I got asked a problem very similar to one in the TBO booklet in my interview today! Thank you ❤
@Theproofistrivial ah nice! Hoping the interview went well! Which problem was it?
cool trick but relying on "a well known result" sounds kinda odd to me. Even more when this result is so technical to prove rigoursouly. Great trick nonetheless
@loickbf1225 ah yeah, there are lots of videos explaining this result (including one of my first ever uploads!) so I thought it wouldn't be worth deriving in this video.
J Pi you are the guy!!! Just finished my 3rd Oxford maths interview like 2 hours ago and all your videos on interview problems helped me so so much, especially with explaining my reasoning. No matter the result I'm super grateful for your help thank you!!!

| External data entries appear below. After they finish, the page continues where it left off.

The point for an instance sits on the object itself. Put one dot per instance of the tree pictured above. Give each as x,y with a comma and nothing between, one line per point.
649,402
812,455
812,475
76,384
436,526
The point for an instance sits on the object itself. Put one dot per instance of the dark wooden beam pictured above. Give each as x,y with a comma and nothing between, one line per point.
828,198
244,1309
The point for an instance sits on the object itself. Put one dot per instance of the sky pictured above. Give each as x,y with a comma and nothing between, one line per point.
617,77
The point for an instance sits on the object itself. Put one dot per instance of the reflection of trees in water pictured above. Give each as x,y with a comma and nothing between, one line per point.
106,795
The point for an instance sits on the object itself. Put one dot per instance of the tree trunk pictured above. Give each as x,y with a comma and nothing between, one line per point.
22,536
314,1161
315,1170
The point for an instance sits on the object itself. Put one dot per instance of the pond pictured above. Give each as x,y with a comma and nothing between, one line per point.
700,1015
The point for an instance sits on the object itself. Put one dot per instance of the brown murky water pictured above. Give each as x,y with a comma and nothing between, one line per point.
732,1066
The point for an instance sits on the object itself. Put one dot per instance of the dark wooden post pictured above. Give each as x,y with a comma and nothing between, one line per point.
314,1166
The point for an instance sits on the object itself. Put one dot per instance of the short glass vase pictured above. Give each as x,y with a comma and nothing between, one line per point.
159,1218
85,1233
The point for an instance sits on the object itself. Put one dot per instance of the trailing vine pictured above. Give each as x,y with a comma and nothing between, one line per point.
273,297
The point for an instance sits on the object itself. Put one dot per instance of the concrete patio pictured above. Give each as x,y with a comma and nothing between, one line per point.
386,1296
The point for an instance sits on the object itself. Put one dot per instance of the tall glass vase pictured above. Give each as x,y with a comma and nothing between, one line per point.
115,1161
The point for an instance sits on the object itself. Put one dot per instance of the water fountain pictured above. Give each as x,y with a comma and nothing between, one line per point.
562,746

@@ryankelly9772 amazing stuff! I'm sure you smashed it!!! You're welcome, and hopefully it all goes well!! Which colleges did you have interviews with?
@@JPiMaths Balliol and Catz 😁
@@ryankelly9772 ah nice! Let me know how it goes 🤞🤞🤞
My method: the area of the triangle is the base |AB| times the height, and the heigh is just the distance from C(t,t²) to the line AB. AB is given by -2x+3y+4=0, so the distance from C to AB is just (-2t+3t²+4)/sqrt(13). This is always positive, and minimal when t = 1/3 (by taking the derivative or completing the square)
@@skylardeslypere9909 nice solve!
Fantastic
I did it the first way but had to derive the formula for the sum of the first n squares by hand (knowing it has to be some polynomial of degree three)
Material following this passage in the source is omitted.